Cage is perhaps best known for his 1952 composition 4′33″, the three movements of which are performed without a single note being played. The content of the composition is meant to be perceived as the sounds of the environment that the listeners hear while it is performed, rather than merely as four minutes and thirty three seconds of silence, and the piece became one of the most controversial compositions of the 20th century. Another famous creation of Cage's is the prepared piano (a piano with its sound altered by placing various objects in the strings), for which he wrote numerous dance-related works and a few concert pieces, the best known of which is Sonatas and Interludes (1946–48).

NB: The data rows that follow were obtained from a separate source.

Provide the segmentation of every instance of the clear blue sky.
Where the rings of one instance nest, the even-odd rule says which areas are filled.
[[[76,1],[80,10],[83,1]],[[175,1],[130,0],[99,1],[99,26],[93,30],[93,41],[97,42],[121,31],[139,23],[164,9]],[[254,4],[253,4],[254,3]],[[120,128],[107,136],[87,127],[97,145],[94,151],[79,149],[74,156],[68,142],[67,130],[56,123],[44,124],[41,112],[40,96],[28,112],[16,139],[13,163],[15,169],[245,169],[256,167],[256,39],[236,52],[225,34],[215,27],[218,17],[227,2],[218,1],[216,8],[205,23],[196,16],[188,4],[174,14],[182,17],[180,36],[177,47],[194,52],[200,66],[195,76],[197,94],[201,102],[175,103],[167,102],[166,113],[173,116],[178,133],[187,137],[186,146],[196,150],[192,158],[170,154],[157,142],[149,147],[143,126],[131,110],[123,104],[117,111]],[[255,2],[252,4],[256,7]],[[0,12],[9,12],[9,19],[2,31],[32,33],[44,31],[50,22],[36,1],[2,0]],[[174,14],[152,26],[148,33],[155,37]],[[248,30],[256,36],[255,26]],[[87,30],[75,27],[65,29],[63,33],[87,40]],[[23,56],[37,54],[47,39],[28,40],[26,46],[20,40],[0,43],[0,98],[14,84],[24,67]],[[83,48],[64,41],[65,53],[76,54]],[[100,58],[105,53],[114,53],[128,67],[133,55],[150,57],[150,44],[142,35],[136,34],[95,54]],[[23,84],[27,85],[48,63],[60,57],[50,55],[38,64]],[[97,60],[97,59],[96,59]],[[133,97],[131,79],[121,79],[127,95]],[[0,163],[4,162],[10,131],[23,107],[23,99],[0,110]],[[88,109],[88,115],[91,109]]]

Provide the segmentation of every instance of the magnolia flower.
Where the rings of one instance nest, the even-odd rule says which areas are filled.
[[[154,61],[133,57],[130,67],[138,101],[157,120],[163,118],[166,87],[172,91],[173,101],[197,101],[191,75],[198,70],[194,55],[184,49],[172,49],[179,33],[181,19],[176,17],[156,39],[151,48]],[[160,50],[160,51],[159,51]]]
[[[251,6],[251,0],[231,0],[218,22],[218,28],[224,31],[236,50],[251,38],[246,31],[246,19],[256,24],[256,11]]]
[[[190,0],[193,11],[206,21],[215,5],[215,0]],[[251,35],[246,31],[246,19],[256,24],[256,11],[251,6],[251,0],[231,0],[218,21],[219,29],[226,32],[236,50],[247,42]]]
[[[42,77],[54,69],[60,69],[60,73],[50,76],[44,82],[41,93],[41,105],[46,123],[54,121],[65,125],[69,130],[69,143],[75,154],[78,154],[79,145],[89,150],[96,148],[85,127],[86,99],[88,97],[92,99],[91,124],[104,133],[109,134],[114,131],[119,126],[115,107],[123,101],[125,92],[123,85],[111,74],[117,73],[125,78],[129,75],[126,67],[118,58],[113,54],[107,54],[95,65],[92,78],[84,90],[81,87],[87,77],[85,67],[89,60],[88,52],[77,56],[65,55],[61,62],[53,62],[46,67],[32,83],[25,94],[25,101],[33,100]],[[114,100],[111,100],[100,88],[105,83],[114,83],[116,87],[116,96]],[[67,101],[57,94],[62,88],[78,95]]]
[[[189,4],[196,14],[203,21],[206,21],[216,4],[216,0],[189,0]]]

His teachers included Henry Cowell (1933) and Arnold Schoenberg (1933–35), both known for their radical innovations in music and coincidentally their shared love of mushrooms, but Cage's major influences lay in various Eastern cultures. Through his studies of Indian philosophy and Zen Buddhism in the late 1940s, Cage came to the idea of chance-controlled music, which he started composing in 1951. The I Ching, an ancient Chinese classic text on changing events, became Cage's standard composition tool for the rest of his life. In a 1957 lecture, Experimental Music, he described music as "a purposeless play" which is "an affirmation of life – not an attempt to bring order out of chaos nor to suggest improvements in creation, but simply a way of waking up to the very life we're living".